第七章 正義感の強い殺人鬼




小学生の時、クラスに意地悪な男の子がいて、いつも私に嫌がらせをしていた。

筆箱を隠されたり、上靴をびしょ濡れにされたり、スカート捲りをされたり、私は、その子が大嫌いだった。その子の名前は、確か智(さとる)だったかしら?


ある日。学校へ向かう途中、横断歩道で信号が青になるのを待っていた智の背中を押した。

「おはよう」と声を掛け、少し強く背中を押したら、智はフラフラと前によろけて、走ってきた大型トラックに跳ねられた。

一瞬、何が起こったのか分からないという顔をした智は、宙を舞って、そして地面に強く叩きつけられた。

グシャと変な音が響いて、智の身体は、面白い程、いろんな方向に曲がっていた。

私は、もう意地悪をされる事はなくなった。


中学の時も、私に意地悪をする子がいた。

小学校の時に引っ越した私は、中学に入って知らない人ばかりだったので、友達がいなかった。

同じクラスの夏海(なつみ)という女の子。

夏海は、よく私を学校の屋上に呼び出して、殴ったり、お金を取ったりしていた。

私は、夏海が大嫌いだった。

ある日。いつものように夏海に呼び出されて、屋上に行ったら「あんたなんか死んじゃいな。」と言われ、屋上から、落とされそうになった。

私は、必死に体勢を整えて、夏海の制服を思いきり引っ張った。

すると、夏海は、フラフラと体勢を崩し、屋上から落ちていった。

パンッと何かが弾けるような音が響き、夏海の身体は、バラバラになった。

頭は割れ、脳が飛び出て、手も足もちぎれていて、人間って、あんなにもバラバラになれるんだと思った。



時が流れ、大学を卒業した私は、教師になった。

教師になる事は、私の夢だった。

教師になって、生徒達に、教えるんだ。

「いいですか、みなさん。
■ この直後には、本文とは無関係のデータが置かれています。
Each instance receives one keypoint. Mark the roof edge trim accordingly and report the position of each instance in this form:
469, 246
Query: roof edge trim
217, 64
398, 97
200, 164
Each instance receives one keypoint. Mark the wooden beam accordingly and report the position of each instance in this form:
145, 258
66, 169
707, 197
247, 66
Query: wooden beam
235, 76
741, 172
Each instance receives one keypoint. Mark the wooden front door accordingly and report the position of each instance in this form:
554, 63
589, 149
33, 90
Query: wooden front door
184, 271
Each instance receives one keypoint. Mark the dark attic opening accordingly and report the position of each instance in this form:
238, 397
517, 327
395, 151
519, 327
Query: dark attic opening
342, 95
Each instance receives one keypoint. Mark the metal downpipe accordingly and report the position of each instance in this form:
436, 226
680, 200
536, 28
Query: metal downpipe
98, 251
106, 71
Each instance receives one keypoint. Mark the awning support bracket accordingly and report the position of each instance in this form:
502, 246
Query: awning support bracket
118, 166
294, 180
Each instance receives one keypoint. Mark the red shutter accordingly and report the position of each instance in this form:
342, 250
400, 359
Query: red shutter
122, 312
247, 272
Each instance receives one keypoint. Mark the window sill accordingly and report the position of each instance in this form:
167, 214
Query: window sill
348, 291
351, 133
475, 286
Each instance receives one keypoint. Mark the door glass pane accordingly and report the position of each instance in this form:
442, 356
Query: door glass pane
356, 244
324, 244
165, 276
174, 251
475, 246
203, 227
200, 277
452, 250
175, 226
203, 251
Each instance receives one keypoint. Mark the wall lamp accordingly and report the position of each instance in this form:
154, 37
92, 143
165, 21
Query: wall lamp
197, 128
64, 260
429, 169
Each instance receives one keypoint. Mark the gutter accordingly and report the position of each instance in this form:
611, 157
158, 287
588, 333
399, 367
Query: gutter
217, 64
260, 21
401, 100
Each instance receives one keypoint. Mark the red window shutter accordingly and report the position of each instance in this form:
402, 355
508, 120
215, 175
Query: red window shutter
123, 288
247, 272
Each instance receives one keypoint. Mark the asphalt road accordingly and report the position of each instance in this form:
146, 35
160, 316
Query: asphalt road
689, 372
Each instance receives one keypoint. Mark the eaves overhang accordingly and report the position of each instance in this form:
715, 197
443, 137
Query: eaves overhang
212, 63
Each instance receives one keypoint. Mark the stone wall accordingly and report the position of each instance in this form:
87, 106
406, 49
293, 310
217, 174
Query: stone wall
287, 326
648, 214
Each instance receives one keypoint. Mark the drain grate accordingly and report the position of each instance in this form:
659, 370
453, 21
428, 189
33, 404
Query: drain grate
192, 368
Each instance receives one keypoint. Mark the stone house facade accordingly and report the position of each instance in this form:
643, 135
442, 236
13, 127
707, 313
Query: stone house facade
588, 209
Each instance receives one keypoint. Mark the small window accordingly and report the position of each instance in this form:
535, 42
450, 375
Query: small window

イジメは悪い事です。イジメのない楽しいクラスにしましょうね。」

小学一年生のあどけない顔をした生徒達。可愛い。

私は、この子達を幸せにする。絶対に。

「イジメを見て知らん顔をしているのも、イジメをしているのと同じです。イジメを見たら、すぐに先生に知らせる事。」

「はーい!!」

元気良く返事をする生徒達。

「もしも、先生に知らせる勇気がない人は、その時は…………相手を殺せばいいんです。いいですね。これは、悪い事ではありません。悪を懲らしめる正義なのです。分かりましたか〜?」










「はーい!!」

クラス全員が元気良く返事をした。このクラスは、いい子ばかりだ。